2.1 Failure Modes and Effects Analysis
Failure Modes and Effects Analysis (FMEA) is a structured process for identifying hazards in complex systems that are typically composed of many components. It was originally developed by the US military in 1949 to determine the effect of equipment and system failures, and was subsequently developed in the mid-1960s to improve safety in the aerospace industry (Ericson, 2005; McDermott et al., 1996). It has since been widely adopted for other industries that operate complex plants, such as the petrochemical industry and the automotive industry, and has also been applied to mining operations in relation to mine equipment safety (Daling and Geffen, 1983; Dhillon, 2009), and the construction and operation of a tailings dams (Correia dos Santos et al., 2012).
FMEA is a ‘bottom-up’ hazard analysis tool. It begins with a thorough description of the overall system, its subsystems and individual components. It then identifies all the possible ways in which each component can fail (the ‘failure modes’) and assesses the severity of the effects of these failures on other components and the overall functioning of the system (Ozog and Bendixen, 1987). It then considers the likelihood of the failure modes and likelihood of their detection given current controls.
In industrial systems, the process is usually formalised in six steps:
- Identify and list all components.
- Identify all failure modes, considering all possible operating modes.
- List the potential effects of each failure mode and score their severity.
- List the potential causes of each failure mode and score their likelihood.
- List the current controls to prevent the failure mode and score the likelihood of detection.
- Calculate the hazard priority number.
The severity, likelihood and detection ratings are usually scored from 1 (lowest rating) to 10 (highest rating). The hazard priority number is the product of the three scores and is the traditional measure used to rank hazards.
A small team of people usually conducts an FMEA, with a coordinating team leader. Each member of the team must be familiar with one or more aspects of the system in question. For example, an industrial FMEA team might consist of a team leader, design engineers, process engineers, plant operatives and their supervisors.
The main advantages of FMEA are that it is systematic, thorough and transparent, and does not require specialised training (but it does require a detailed knowledge of the system under examination). The main disadvantages of FMEA are that it can be time consuming to complete, and does not normally consider the effects of multiple failure modes occurring simultaneously within the system.
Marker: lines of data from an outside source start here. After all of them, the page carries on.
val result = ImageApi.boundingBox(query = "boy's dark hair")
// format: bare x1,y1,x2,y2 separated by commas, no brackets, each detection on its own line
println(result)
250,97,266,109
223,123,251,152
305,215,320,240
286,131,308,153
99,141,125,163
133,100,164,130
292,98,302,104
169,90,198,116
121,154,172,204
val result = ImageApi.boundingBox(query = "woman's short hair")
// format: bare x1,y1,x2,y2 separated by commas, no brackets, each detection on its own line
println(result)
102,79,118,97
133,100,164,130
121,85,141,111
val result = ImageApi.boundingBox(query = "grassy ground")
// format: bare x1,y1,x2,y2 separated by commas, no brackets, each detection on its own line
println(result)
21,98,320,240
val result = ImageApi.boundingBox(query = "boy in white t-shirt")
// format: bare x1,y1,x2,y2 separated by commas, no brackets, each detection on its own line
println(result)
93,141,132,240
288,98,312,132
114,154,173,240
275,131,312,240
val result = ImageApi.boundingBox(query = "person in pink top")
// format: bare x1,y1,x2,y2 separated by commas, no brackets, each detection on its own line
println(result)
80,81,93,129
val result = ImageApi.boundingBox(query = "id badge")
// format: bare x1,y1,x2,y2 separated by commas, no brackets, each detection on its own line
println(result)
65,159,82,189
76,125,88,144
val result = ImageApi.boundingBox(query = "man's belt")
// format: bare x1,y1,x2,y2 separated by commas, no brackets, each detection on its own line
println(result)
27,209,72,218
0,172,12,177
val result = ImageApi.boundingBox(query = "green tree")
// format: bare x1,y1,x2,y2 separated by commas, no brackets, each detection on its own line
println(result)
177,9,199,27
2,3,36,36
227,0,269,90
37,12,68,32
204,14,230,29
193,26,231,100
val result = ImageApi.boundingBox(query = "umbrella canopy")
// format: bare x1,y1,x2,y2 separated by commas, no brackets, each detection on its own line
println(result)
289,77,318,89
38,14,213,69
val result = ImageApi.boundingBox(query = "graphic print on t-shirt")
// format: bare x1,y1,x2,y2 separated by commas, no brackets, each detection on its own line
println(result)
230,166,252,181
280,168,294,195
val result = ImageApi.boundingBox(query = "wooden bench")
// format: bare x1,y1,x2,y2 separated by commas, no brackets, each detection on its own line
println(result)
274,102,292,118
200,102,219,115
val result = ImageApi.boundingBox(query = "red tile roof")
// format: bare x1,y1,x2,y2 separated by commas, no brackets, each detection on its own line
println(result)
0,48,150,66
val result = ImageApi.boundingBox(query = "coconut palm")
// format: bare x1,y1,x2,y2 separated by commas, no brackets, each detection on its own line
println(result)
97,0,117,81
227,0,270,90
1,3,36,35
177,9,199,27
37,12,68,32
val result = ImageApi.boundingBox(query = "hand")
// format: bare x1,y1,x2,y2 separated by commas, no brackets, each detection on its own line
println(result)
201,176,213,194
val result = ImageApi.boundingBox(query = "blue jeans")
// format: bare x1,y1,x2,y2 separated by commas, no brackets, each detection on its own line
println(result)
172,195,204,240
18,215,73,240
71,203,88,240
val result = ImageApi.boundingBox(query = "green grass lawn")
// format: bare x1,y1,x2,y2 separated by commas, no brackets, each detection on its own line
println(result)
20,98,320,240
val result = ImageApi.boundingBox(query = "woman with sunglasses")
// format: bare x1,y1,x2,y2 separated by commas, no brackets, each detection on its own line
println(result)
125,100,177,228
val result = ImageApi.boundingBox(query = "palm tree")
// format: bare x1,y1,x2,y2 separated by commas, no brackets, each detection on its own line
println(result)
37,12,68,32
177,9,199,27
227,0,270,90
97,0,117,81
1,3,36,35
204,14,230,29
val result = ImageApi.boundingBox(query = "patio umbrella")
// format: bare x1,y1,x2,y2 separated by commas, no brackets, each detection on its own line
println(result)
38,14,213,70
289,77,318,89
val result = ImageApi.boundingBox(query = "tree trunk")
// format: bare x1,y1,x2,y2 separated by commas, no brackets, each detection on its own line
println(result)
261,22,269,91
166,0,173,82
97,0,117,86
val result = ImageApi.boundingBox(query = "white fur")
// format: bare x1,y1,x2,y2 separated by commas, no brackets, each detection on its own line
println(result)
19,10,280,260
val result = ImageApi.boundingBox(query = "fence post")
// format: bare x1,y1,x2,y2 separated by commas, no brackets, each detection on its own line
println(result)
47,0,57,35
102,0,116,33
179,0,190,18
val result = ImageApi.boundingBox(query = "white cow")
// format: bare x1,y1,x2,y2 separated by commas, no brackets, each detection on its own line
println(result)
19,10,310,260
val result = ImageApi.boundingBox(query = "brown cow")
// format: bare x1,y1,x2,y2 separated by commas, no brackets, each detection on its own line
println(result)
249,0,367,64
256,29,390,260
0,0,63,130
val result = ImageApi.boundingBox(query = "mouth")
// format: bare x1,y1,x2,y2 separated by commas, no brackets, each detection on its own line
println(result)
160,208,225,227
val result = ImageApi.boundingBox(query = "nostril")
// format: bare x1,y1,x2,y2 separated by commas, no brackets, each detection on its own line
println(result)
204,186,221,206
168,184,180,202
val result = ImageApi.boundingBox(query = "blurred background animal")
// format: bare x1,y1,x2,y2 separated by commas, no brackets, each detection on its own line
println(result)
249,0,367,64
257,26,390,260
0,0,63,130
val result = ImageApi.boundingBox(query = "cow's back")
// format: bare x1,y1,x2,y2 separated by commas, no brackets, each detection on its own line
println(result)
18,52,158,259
Nonetheless, it has proven to be an effective hazard analysis tool when implemented correctly (Ostrom and Wilhelmsen, 2012).
2.2 Impact Modes and Effects Analysis
In a traditional FMEA, the failure of an industrial system’s components is defined as a deviation from the function for which it has been designed, or a deviation from its intended operation. In the application of FMEA to BAs, however, the focus is not only on deviations from intended design but also in water-related hazards associated with the intended CSG and coal mining development. In this context hazards can arise as part of the normal operation of the coal mine or CSG operation. The use of the term ‘failure’ is therefore inappropriate and potentially misleading for BAs, so the analysis has been renamed Impact Modes and Effects Analysis (IMEA) to reflect the reporting of impacts, rather than failures. In this IMEA the ‘components’ of the system under study are the whole-of-life-cycle-stage activities, which are planned events associated with a CSG operation or coal mine. Therefore, references to ‘component failures modes’ (in FMEA) are replaced with ‘activity impact modes’, where an impact mode is the manner in which a hazardous chain of events (initiated by an impact cause) could result in an effect (change in the quality and/or quantity of surface water or groundwater). There might be multiple impact modes for each activity or chain of events.
The IMEA reported in this submethodology was specifically designed to meet the risk identification requirements of the BA methodology. The IMEA begins by identifying all activities and processes that occur throughout the life-cycle stages of CSG operations and coal mines. The analysis then considers how each of these activities and processes may potentially impact on water-dependent assets. Each of the impact modes are then scored for severity, likelihood and time to detection (see Figure 7) under a set of control measures that might reasonably be assumed to be in place as part of standard Australian industry operating procedures.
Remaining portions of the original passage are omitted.